Emma Gannon wears a number of ‘hats’ – she’s a journalist (most notably for the Sunday Times), bestselling business author, podcast host and novelist. I first came across Emma’s work last year when I read her debut novel ‘Olive’, which is an honest, entertaining and sensitive exploration of 30-something women and their relationship with motherhood. As if publishing your first novel wasn’t enough, a couple of months later I spotted on Twitter that Emma had published ‘Sabotage’. I was immediately drawn to it’s subtitle, ‘How to silence your inner critic and get out of your own way’, as my own self critrc is notoriously loud and irritating, so much so that I’ve nick named it the Red Queen (from Alice in Wonderland).
“… most of us are still just kids wearing adult clothes and wandering around doing adult things.”
Sabotage is a nice slim book at only 114 pages, and printed in quite a large text size, which makes it more encouraging to read than a big heavy tome. It’s split up into short chapters with nice clear summaries, bullet points and helpful hints. Emma starts by explaining her own difficulties with self-criticism and the impact which self-sabotage has had on her life. She then goes on to explore what self-sabotage is, why we fall into the trap of self-sabotage, and how we can make meaningful changes.
As a Cognitive Behavioural Therapist with an interest in Compassion Focused Therapy, a lot of the material in ‘Sabotage’ was familiar to me, however I liked that it was written by someone who isn’t a mental health specialist. Emma’s honest and human approach to this topic helped to make it relatable.
“Allow yourself to feel fear – its a sign that you’re taking a risk, putting yourself out there in some way. You can’t be brave if you’re not sometimes afraid”
The main messages of the book centre around being aware of how we are feeling and how we talk to ourselves, acknowledging that we are all human and that vulnerability can be a strength rather than a weakness, and that making conscious efforts to act/think differently can enable us to follow our dreams.
Throughout the book Emma makes reference to experts in the field of mental health and self-sabotage, including Brene Brown, Elizabeth Gilbert and Jessamy Hibberd.
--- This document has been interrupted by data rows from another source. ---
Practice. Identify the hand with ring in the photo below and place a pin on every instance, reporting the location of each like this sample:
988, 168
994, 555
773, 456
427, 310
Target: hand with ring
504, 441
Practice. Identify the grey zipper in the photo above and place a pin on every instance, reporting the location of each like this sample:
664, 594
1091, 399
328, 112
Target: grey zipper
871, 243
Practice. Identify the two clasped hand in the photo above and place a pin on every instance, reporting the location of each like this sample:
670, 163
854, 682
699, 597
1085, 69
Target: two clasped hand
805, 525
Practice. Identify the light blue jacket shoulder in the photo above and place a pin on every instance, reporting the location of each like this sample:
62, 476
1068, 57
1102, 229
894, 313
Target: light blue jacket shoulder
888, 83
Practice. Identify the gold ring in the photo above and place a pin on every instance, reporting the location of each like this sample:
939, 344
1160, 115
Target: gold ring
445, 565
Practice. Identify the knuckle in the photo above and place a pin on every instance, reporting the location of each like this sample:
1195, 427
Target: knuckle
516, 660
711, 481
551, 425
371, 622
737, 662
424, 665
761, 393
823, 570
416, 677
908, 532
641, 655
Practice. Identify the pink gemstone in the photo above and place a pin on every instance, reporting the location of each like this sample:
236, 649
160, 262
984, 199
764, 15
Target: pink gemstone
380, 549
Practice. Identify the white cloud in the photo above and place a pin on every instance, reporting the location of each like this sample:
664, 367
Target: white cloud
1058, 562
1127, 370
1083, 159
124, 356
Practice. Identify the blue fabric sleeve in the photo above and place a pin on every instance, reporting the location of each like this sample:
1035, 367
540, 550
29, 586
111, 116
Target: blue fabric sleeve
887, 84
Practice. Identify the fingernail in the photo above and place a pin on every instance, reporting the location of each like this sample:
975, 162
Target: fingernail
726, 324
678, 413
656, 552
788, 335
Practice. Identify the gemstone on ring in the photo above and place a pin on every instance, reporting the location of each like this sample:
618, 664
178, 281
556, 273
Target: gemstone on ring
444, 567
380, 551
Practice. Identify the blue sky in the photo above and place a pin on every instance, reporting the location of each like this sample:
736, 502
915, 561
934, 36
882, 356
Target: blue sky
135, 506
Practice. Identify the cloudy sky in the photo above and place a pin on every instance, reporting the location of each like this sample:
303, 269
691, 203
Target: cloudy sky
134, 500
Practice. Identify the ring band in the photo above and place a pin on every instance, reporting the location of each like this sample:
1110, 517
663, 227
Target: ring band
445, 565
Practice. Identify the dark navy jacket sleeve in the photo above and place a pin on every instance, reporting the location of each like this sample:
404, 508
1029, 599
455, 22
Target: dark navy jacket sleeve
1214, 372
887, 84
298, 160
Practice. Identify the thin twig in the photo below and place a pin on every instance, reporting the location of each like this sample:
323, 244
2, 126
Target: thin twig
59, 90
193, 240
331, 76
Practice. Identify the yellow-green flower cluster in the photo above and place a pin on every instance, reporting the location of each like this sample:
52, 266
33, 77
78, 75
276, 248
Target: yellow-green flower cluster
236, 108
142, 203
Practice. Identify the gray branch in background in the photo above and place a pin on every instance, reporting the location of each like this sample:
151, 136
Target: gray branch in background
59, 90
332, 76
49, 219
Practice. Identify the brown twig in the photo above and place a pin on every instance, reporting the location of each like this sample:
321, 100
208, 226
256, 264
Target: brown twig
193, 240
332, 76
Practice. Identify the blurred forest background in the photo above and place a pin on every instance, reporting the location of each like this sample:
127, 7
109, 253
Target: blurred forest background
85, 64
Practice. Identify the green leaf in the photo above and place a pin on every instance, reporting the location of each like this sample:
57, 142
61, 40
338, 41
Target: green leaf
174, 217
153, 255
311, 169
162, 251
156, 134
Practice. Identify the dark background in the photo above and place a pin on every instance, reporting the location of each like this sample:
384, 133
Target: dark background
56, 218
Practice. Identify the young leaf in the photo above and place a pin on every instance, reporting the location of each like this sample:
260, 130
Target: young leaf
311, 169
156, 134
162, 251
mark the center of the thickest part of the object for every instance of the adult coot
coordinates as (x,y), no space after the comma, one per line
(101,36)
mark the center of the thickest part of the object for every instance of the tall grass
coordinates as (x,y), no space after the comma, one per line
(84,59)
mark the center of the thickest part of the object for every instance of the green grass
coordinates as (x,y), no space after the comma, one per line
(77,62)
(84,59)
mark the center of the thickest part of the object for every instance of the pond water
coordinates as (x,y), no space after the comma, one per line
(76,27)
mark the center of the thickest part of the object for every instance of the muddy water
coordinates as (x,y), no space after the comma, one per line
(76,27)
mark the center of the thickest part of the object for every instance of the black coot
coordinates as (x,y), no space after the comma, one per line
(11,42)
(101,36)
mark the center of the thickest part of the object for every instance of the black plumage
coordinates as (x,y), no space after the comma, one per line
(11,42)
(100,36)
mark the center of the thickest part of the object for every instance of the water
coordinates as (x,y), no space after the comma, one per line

Unfortunately, ‘Sabotage’ lacks a ‘recommended reading list’ or ‘references’ section so make a note as you go along if you spot something you want to explore further.
“I am the only person in the world who expects as much from me as I do, and I definitely don’t expect the same standards in others.”
Whilst I was reading ‘Sabotage’ I must confess to getting my highlighter out and marking the quotes which felt most important to me and I’ve scattered them throughout this review to give you a little flavour. This is definitely a book that I’ll be referring to in the future and I’d recommend it to anyone out there who’s ever doubted themselves, told themselves they won’t succeed or compared themselves negatively to others – in other words I’d recommend it to everyone!
“Yes, it is only natural to ask: what if it goes wrong? But you must also ask yourself: what if it goes right?”